For a tournament $T$ of order $n$, let $Δ=max \{od v:v∈V(T)\}$ And $δ=min\{od v:v∈V(T)\}$ Prove that if $Δ-δ< \frac n2$, then $T$ is strong
Here is my final attemp. Prove this by contrapositive.

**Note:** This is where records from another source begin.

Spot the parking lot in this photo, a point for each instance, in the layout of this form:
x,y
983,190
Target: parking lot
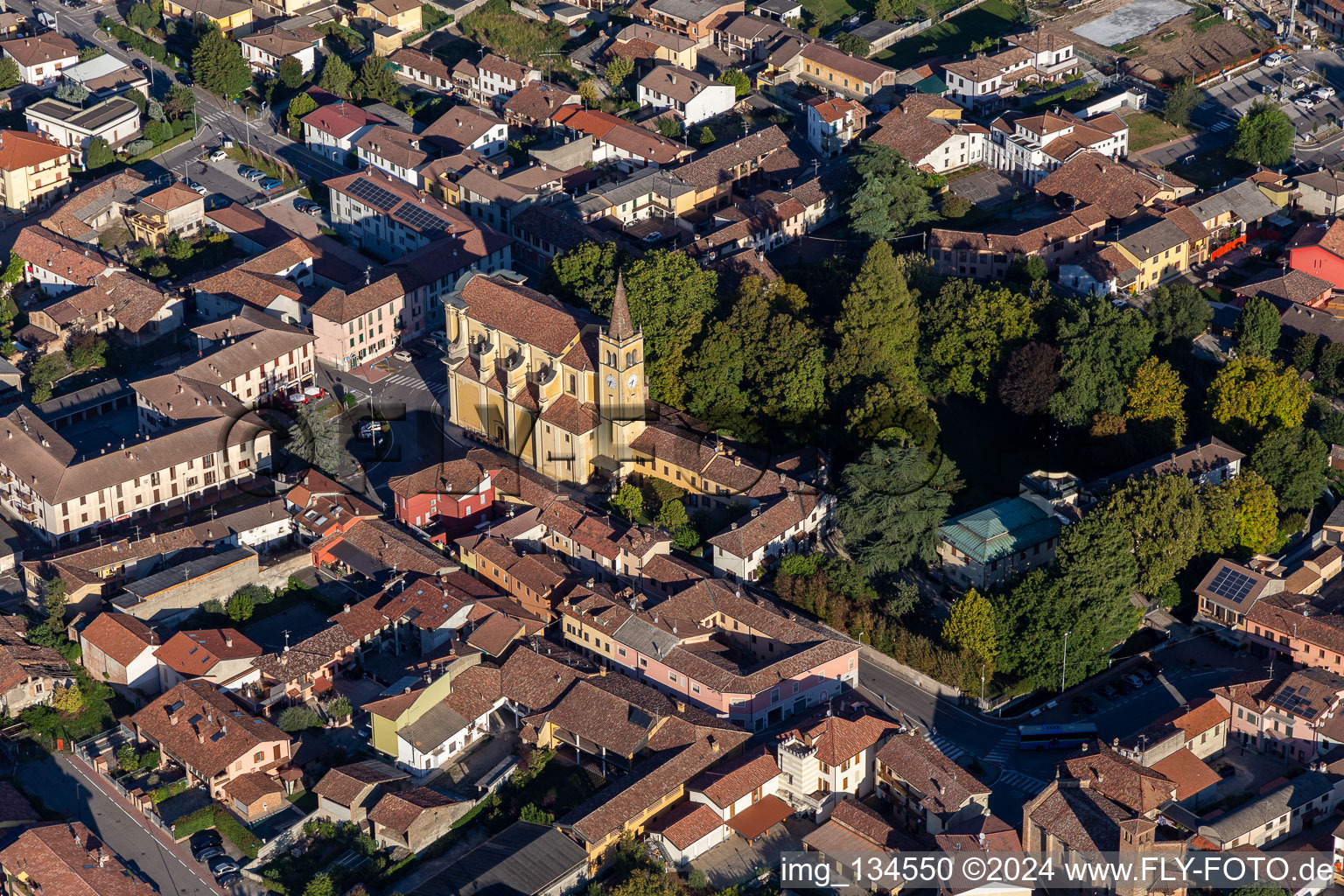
x,y
1294,78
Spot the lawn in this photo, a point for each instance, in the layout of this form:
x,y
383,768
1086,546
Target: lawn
x,y
953,38
1146,130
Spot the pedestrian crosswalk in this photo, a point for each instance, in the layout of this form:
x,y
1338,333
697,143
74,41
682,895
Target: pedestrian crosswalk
x,y
416,383
1020,782
945,747
1003,748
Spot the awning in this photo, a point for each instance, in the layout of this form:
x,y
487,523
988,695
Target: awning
x,y
760,817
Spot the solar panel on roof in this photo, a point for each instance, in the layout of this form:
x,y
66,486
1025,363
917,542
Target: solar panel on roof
x,y
1231,584
373,195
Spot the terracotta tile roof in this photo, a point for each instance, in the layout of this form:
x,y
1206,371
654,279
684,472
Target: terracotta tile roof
x,y
947,786
1120,780
255,785
1187,771
399,810
69,860
687,823
195,653
22,150
839,739
732,780
211,731
344,785
120,635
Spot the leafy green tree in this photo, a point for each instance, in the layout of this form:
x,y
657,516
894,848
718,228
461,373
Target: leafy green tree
x,y
1030,379
584,276
887,196
298,719
220,66
1179,312
1264,136
878,328
1304,352
628,500
892,500
1163,514
617,70
1250,396
298,107
1293,461
1180,102
965,335
1101,346
313,441
54,595
376,80
290,73
1156,396
338,77
854,45
970,627
98,153
671,296
739,82
1256,328
240,606
8,73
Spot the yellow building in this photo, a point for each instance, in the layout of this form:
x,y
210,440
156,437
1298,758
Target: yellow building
x,y
544,381
1158,248
233,17
403,15
34,170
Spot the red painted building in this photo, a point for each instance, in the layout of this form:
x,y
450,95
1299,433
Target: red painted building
x,y
1318,248
445,500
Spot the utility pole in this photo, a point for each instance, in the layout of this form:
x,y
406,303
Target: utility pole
x,y
1062,668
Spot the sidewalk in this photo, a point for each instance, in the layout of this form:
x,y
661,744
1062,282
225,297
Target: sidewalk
x,y
180,852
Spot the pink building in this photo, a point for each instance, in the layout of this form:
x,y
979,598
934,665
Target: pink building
x,y
732,654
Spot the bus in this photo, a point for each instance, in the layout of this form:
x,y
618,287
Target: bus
x,y
1055,737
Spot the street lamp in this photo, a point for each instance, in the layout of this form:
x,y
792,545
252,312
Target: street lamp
x,y
1065,665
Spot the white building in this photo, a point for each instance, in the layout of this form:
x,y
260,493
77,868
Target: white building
x,y
116,120
690,94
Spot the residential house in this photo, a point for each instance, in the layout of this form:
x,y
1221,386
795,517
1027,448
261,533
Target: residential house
x,y
1321,192
34,171
220,655
66,858
30,673
620,141
210,737
40,58
1027,148
834,124
929,132
414,818
234,18
690,94
331,130
491,80
928,790
828,758
990,251
694,19
120,649
347,793
115,120
265,50
402,15
172,210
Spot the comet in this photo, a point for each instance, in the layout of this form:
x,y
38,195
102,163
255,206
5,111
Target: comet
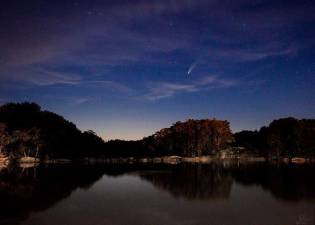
x,y
192,66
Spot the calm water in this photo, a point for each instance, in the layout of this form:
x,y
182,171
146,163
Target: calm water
x,y
218,194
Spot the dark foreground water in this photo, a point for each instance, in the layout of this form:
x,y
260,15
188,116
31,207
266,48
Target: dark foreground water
x,y
218,194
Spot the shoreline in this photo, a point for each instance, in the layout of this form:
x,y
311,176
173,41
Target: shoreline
x,y
26,162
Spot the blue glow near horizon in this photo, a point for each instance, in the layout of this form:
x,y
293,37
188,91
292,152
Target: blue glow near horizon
x,y
121,69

Assume that $T$ is not strong, by the result of some previous exercise, $T$ is not regular. So there exists a vertex $v$ such that $id(v) <od(v)$. Note that $T$ is a tournament which is an oriented completed graph so
$$deg(v)=id(v)+od(v)=n-1$$
Since $id(v)<od(v)$, $ \delta \leq od(v)< \frac {n-1}2$
Let $\pi: s_1,s_2,...,s_n$ be the score sequence of $T$, then
$$\Delta= s_n= \sum_{i=1}^n S_i -\sum_{n=1}^{n-1}S_i \geq \left( \begin{array}{ccc} n \\ 2 \\ \end{array} \right) -\left( \begin{array}{ccc} n-1 \\ 2 \\ \end{array} \right)=n-1$$
So
$$\Delta -\delta >(n-1) -\frac {n-1}2= \frac {n-1}2 \geq \frac n2$$
By contrapositive, if $Δ-δ< \frac n2$, then $T$ is strong
Is my reasoning acceptable?
\frac{n-1}{2} is not bigger than \frac{n}{2}